Mazarin was frightened. He sent an envoy to the captive cardinal presenting terms of compromise. We have not space to describe the diplomacy which ensued, but the conference was unavailing. The cardinal was soon after removed, under an escort of dragoons, to the fortress of Nantes. From this place he almost miraculously escaped to his own territory of Retz, where he was regarded as sovereign, and where he was surrounded by retainers who, in impregnable castles, would fight to the death for their lord. These scenes took place early in the summer of 1653.
In the mean time, the young king was amusing himself in his various palaces with the many beautiful young ladies who embellished his court. Like other lads of fifteen, he was in the habit of falling in love with one and another, though the transient passion did not seem very deeply to affect his heart. Some of these maidens were exceedingly beautiful. In others, vivacity and intellectual brilliance quite eclipsed the charms of the highest physical loveliness.
Manœuvres of Anne of Austria.
Anne of Austria, forgetting that the all-dominant passion of love had led her to regret that she was the wife of the king, that she might marry the Duke of Buckingham, did not deem it possible that her son could stoop so low as to marry any one who was not of royal blood. She therefore regarded without much uneasiness his desperate flirtations, while she was scanning the courts of Europe in search of an alliance which would add to the power and the renown of her son.
Olympia de Mancini.
One of the nieces of Cardinal Mazarin, an Italian girl by the name of Olympia Mancini, was among the first to whom the boy-king of fifteen became specially attached. Olympia was very beautiful, and her personal fascinations were rivaled by her mental brilliance, wit, and tact. She was by nature and education a thorough coquette, amiable and endearing to an unusual degree. She had a sister a little older than herself, who was also extremely beautiful, who had recently become the Duchess of Mercœur. Etiquette required that in the balls which the king attended every evening he should recognize the rank of the duchess by leading her out first in the dance. After this, he devoted himself exclusively, for the remainder of the evening, to Olympia.
Henrietta of England.
It will be remembered that Henrietta, the widowed queen of Charles II., who was daughter of Henry IV. and sister of Louis XIII., was then residing in France. She had no pecuniary means of her own, and, chagrined and humiliated, was a pensioner upon the bounty of the impoverished French court. Henrietta had with her a very pretty daughter, eleven years of age. Being the granddaughter of Henry IV. and daughter of Charles II., she was entitled, through the purity of her royal blood, to the highest consideration in the etiquette of the court. But the mother and the daughter, from their poverty and their misfortunes, were precluded from any general participation in the festivities of the palace.
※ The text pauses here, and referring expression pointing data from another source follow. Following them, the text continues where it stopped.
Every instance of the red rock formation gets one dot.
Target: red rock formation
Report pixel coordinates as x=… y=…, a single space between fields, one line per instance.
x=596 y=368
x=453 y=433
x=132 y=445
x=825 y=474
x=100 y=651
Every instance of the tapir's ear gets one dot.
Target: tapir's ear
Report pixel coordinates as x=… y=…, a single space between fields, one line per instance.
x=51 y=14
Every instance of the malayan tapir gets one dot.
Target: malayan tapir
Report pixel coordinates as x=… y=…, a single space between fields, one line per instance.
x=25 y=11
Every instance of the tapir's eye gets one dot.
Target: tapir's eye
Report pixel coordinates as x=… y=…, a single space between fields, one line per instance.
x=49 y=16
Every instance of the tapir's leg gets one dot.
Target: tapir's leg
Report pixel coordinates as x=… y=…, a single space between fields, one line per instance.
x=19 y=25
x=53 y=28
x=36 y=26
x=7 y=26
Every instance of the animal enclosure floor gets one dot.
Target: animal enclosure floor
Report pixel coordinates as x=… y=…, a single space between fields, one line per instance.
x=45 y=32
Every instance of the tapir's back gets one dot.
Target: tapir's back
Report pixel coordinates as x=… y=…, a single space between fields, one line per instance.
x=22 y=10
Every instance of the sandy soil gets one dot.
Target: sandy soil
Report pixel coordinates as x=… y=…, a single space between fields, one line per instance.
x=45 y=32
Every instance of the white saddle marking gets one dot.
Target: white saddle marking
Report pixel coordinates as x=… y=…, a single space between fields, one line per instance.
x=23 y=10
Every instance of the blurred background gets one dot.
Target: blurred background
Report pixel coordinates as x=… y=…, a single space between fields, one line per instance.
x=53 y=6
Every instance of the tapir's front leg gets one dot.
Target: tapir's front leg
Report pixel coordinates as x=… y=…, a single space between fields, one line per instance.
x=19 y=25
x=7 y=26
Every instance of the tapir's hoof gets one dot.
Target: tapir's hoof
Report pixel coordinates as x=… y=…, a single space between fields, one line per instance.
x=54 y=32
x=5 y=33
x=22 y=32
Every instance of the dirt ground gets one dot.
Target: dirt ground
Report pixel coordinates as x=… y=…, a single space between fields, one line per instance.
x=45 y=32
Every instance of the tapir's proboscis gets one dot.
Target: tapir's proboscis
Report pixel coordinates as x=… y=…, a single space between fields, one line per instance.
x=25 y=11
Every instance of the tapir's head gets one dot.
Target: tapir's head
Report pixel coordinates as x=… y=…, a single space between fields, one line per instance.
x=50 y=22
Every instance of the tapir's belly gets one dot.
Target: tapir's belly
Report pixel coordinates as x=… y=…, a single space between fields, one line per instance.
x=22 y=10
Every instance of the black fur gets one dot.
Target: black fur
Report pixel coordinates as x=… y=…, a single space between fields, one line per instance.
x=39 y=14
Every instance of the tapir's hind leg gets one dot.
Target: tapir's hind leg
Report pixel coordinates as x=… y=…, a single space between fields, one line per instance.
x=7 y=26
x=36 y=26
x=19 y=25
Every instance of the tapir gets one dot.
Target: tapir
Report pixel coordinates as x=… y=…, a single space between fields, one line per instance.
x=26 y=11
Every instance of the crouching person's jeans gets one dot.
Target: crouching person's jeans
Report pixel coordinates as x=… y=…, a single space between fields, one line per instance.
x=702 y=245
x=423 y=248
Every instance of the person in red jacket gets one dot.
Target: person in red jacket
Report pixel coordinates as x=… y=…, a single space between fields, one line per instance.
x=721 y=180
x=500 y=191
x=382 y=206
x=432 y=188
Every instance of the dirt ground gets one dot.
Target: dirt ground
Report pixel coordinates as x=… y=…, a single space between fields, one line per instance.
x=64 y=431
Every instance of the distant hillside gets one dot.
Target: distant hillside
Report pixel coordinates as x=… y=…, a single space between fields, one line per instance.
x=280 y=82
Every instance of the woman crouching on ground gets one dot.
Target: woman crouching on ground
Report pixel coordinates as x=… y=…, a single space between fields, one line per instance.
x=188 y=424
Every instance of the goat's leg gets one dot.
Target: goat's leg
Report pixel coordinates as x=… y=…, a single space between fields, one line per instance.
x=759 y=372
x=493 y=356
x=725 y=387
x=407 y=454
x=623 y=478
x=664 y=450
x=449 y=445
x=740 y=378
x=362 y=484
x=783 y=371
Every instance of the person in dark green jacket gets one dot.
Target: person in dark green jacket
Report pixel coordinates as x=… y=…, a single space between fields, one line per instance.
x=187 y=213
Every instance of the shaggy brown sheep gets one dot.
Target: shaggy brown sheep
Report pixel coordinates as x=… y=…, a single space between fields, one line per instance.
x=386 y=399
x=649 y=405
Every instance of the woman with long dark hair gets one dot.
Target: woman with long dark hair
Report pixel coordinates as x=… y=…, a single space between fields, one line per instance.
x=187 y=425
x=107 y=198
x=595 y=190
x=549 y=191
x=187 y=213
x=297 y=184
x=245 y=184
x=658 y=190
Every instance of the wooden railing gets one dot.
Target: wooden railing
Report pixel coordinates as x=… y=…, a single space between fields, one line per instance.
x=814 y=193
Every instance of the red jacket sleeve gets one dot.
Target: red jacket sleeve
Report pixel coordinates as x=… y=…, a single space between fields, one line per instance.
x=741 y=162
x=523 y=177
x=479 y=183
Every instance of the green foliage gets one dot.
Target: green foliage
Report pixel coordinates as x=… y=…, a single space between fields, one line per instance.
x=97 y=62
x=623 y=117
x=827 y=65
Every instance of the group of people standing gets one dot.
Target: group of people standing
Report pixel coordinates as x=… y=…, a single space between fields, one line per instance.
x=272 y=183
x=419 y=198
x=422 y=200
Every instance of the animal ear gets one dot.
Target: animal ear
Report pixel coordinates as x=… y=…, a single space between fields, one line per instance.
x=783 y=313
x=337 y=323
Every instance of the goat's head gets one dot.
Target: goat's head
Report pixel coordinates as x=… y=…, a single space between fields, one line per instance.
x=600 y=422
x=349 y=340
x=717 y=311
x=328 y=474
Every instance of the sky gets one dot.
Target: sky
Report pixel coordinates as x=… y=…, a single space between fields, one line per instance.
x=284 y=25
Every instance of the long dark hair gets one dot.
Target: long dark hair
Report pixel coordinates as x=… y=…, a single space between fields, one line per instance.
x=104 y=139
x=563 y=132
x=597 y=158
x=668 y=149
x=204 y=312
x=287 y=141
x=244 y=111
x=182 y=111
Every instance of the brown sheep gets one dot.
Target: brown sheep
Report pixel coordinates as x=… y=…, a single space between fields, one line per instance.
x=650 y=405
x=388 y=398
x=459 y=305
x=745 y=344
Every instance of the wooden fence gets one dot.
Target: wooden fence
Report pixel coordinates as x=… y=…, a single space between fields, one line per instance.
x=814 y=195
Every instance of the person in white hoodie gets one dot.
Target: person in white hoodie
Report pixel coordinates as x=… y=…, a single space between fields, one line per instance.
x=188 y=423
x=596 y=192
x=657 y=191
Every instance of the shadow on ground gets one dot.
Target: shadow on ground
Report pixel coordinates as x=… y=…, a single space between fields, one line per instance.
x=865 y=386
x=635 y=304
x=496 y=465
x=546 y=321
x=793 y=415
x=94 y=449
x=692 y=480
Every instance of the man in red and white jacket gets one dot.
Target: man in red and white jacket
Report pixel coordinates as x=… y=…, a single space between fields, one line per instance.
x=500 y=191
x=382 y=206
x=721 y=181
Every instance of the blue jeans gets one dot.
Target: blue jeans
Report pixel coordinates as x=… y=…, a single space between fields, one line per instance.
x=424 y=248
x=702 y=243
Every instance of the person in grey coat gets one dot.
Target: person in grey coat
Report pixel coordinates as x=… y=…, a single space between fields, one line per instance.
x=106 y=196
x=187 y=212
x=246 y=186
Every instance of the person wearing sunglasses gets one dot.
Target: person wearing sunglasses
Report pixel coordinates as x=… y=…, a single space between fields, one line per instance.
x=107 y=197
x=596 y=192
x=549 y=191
Embarrassment of Henrietta.
Rudeness of Louis XIV.
The queen, Anne of Austria, on one occasion, gave a private ball in honor of these unfortunate guests in her own apartments. None were invited but a few of her most intimate friends. Henrietta attended with her daughter, who bore her mother's name. There are few situations more painful than that of poor relatives visiting their more prosperous friends, who in charity condescend to pay them some little attention. The young Henrietta was a fragile and timid girl, who keenly felt the embarrassment of her situation. As, with her face suffused with blushes, and her eyes moistened with the conflicting emotions of joyousness and fear, she entered the brilliant saloon of Anne of Austria, crowded with those below her in rank, but above her in prosperity and all worldly aggrandizement, she was received coldly, with no marks of sympathy or attention. As the music summoned the dancers to the floor, the king, neglecting his young and royal cousin, advanced, according to his custom, to the Duchess of Mercœur, to lead her out. The queen, shocked at so gross a breach of etiquette, and even of kindly feeling, rose from her seat, and, advancing, withdrew the hand of the duchess from her son, and said to him, in a low voice, "You should dance first with the English princess." The boy-king sulkily replied, "I am not fond of little girls." Both Henrietta and her daughter overheard this uncourteous and cruel remark.